Defines classes to build, save, load and execute TensorFlow models.

WARNING: The API is currently experimental and is not covered by TensorFlow API stability guarantees. See for installation instructions.

The LabelImage example demonstrates use of this API to classify images using a pre-trained Inception architecture convolutional neural network. It demonstrates:

  • Graph construction: using the OperationBuilder class to construct a graph to decode, resize and normalize a JPEG image.
  • Model loading: Using Graph.importGraphDef() to load a pre-trained Inception model.
  • Graph execution: Using a Session to execute the graphs and find the best label for an image.

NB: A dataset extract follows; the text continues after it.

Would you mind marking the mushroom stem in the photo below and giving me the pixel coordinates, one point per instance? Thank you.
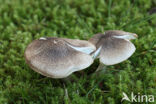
(101, 67)
(96, 53)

Additional examples can be found in the tensorflow/models GitHub repository.


Input<T> Interface implemented by operands of a TensorFlow operation. 
Operand<T> Interface implemented by operands of a TensorFlow operation. 


Graph A data flow graph representing a TensorFlow computation. 
Operation A Graph node that performs computation on Tensors. 
OperationBuilder A builder for Operations in a Graph
Output<T> A symbolic handle to a tensor produced by an Operation
SavedModelBundle SavedModelBundle represents a model loaded from storage. 
Session Driver for Graph execution. 
Session.Run Output tensors and metadata obtained when executing a session. 
Session.Runner Run Operations and evaluate Tensors. 
Shape The possibly partially known shape of a tensor produced by an operation. 
Tensor<T> A statically typed multi-dimensional array whose elements are of a type described by T. 
TensorFlow Static utility methods describing the TensorFlow runtime. 
Tensors Type-safe factory methods for creating Tensor objects. 


DataType Represents the type of elements in a Tensor as an enum. 


TensorFlowException Unchecked exception thrown when executing TensorFlow Graphs.